Wir hatten noch nie einen Defekt bei einer Energiesparlampe. Es sind bei uns ca. 20 Stück im Einsatz. 
Ich bin positiv überrascht, dass eine der ersten Energiesparlampen (von Philips), die mittlerweile fast 20 Jahr im Einsatz ist (Aussenleuchte, mehrfaches Ein-Ausschalten pro Tag), immernoch tut! 

Gruß

Ralf


----------



## nico (8 Januar 2010)

Habe gerade festgestellt, dass es keine herkömmlichen Halogenlampen mit R7s-Fassung für Strahler mehr gibt. Dafür gibt es jetzt energiesparende, allerdings ersetzen die nur die Strahler bis 500W. Was ist denn mit den 1000 und 1500W Strahlern?


----------



## Sockenralf (8 Januar 2010)

nico schrieb:


> Habe gerade festgestellt, dass es keine herkömmlichen Halogenlampen mit R7s-Fassung für Strahler mehr gibt. Dafür gibt es jetzt energiesparende, allerdings ersetzen die nur die Strahler bis 500W. Was ist denn mit den 1000 und 1500W Strahlern?


 

Hallo,

wo gibt´s die ESL, die eine 500W-Röhre ersetzen????

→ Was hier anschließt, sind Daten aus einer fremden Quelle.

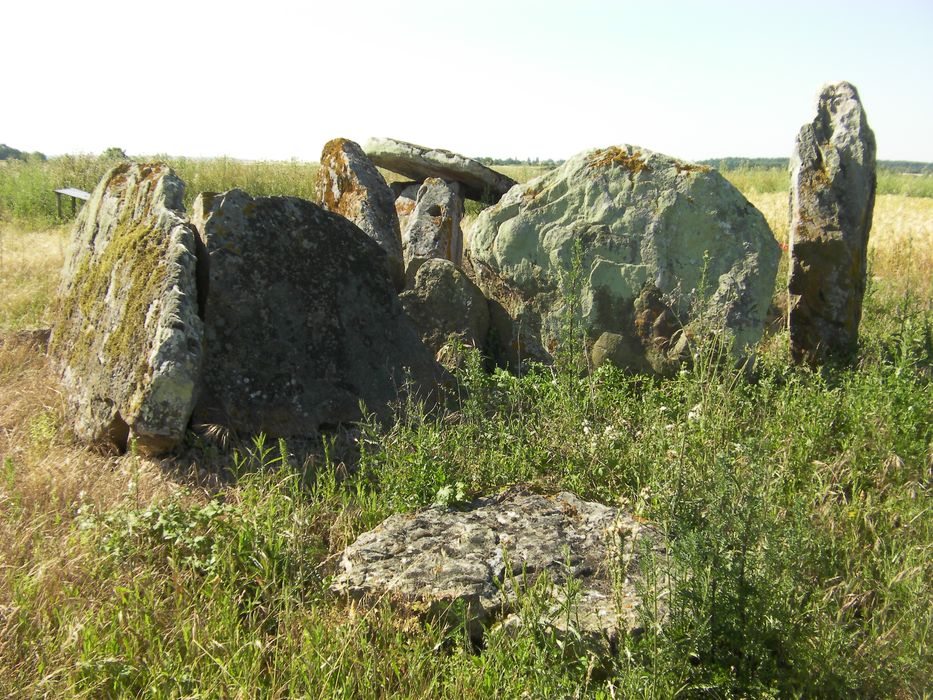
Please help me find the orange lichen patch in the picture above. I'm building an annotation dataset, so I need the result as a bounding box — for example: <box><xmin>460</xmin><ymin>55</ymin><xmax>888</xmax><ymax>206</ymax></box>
<box><xmin>395</xmin><ymin>197</ymin><xmax>415</xmax><ymax>216</ymax></box>
<box><xmin>522</xmin><ymin>187</ymin><xmax>542</xmax><ymax>204</ymax></box>
<box><xmin>586</xmin><ymin>146</ymin><xmax>651</xmax><ymax>175</ymax></box>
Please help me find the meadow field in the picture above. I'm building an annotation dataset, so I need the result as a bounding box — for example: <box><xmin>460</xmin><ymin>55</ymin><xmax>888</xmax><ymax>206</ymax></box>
<box><xmin>0</xmin><ymin>156</ymin><xmax>933</xmax><ymax>699</ymax></box>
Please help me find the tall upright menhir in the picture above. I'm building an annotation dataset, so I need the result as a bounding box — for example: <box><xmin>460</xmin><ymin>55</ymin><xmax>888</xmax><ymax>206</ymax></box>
<box><xmin>787</xmin><ymin>82</ymin><xmax>877</xmax><ymax>364</ymax></box>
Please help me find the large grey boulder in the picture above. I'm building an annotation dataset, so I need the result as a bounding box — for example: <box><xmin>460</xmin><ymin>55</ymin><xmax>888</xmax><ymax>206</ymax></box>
<box><xmin>363</xmin><ymin>138</ymin><xmax>515</xmax><ymax>202</ymax></box>
<box><xmin>317</xmin><ymin>139</ymin><xmax>405</xmax><ymax>291</ymax></box>
<box><xmin>332</xmin><ymin>486</ymin><xmax>667</xmax><ymax>649</ymax></box>
<box><xmin>50</xmin><ymin>163</ymin><xmax>203</xmax><ymax>454</ymax></box>
<box><xmin>192</xmin><ymin>190</ymin><xmax>444</xmax><ymax>436</ymax></box>
<box><xmin>402</xmin><ymin>177</ymin><xmax>463</xmax><ymax>282</ymax></box>
<box><xmin>399</xmin><ymin>259</ymin><xmax>489</xmax><ymax>355</ymax></box>
<box><xmin>469</xmin><ymin>146</ymin><xmax>780</xmax><ymax>374</ymax></box>
<box><xmin>788</xmin><ymin>82</ymin><xmax>877</xmax><ymax>363</ymax></box>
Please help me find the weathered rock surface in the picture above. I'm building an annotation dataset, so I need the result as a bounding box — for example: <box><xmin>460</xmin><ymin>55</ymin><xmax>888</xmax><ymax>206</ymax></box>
<box><xmin>363</xmin><ymin>139</ymin><xmax>515</xmax><ymax>202</ymax></box>
<box><xmin>788</xmin><ymin>82</ymin><xmax>877</xmax><ymax>363</ymax></box>
<box><xmin>50</xmin><ymin>163</ymin><xmax>203</xmax><ymax>454</ymax></box>
<box><xmin>402</xmin><ymin>177</ymin><xmax>463</xmax><ymax>284</ymax></box>
<box><xmin>192</xmin><ymin>190</ymin><xmax>444</xmax><ymax>436</ymax></box>
<box><xmin>392</xmin><ymin>182</ymin><xmax>421</xmax><ymax>231</ymax></box>
<box><xmin>332</xmin><ymin>486</ymin><xmax>667</xmax><ymax>648</ymax></box>
<box><xmin>317</xmin><ymin>139</ymin><xmax>405</xmax><ymax>291</ymax></box>
<box><xmin>469</xmin><ymin>146</ymin><xmax>780</xmax><ymax>374</ymax></box>
<box><xmin>399</xmin><ymin>259</ymin><xmax>489</xmax><ymax>355</ymax></box>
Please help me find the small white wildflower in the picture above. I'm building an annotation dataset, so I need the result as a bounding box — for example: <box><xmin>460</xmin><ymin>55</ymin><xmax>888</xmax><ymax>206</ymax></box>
<box><xmin>687</xmin><ymin>403</ymin><xmax>703</xmax><ymax>423</ymax></box>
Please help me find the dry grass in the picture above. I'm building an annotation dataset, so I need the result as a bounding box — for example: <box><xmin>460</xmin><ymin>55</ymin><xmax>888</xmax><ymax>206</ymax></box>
<box><xmin>0</xmin><ymin>172</ymin><xmax>933</xmax><ymax>697</ymax></box>
<box><xmin>0</xmin><ymin>223</ymin><xmax>66</xmax><ymax>330</ymax></box>
<box><xmin>746</xmin><ymin>192</ymin><xmax>933</xmax><ymax>299</ymax></box>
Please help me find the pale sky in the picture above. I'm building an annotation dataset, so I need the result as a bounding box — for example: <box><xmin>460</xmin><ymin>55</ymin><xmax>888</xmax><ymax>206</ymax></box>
<box><xmin>0</xmin><ymin>0</ymin><xmax>933</xmax><ymax>161</ymax></box>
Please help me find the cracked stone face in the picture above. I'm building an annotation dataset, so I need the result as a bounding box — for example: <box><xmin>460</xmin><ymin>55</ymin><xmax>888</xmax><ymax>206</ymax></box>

150W kannte ich, aber 500W?


MfG


----------



## nico (8 Januar 2010)

hier habe ich das gesehen:

http://www.osram.de/osram_de/Profes...cht/Hochvolt/HALOLINE/HALOLINE_ECO/index.html


----------



## Onkel Dagobert (8 Januar 2010)

Hallo Ralf



RalfS schrieb:


> ...Ich bin positiv überrascht, dass eine der ersten Energiesparlampen (von Philips), die mittlerweile fast 20 Jahr im Einsatz ist (Aussenleuchte, mehrfaches Ein-Ausschalten pro Tag), immernoch tut!..



 Naja, wenn du sie nur am Tage einschaltest, dann hat sie ja auch nicht viel zu leisten, da es ja ohnehin schon hell genug ist. Und dann auch noch im Außenbereich, wo sie ihr Licht weit abstrahlen kann. Das Ding wird ja garnicht richtig gefordert. Setze sie mal in einem Kellerraum ein, wo sie ganz alleine den Raum ausleuchten muß. Dann macht sie es keine 14 Tage.

Spaß beiseite,
im Heim- und Bürobereich setze ich seit einiger Zeit CCFL-Leuchten ein (Kaltkathoden-Röhren). Sie machen viel tageslichtähnliches Licht, sind energiesparend, langlebig und modern im Design. Leider kein Glühlampenersatz, jedoch für Neuanschaffungen sehr zu empfehlen. Ideal als Schreibtisch oder Leselampe. Erhältlich bei Kiom24.de bzw. über eBay oder Amazon. 


Gruß, Onkel


----------



## waldy (8 Januar 2010)

Hallo,
nun noch eine Frage.
Wenn z.B. Normaleglühbirne wird zebrochen ( muss nicht sein ) da drin sind keine Giftige Gase.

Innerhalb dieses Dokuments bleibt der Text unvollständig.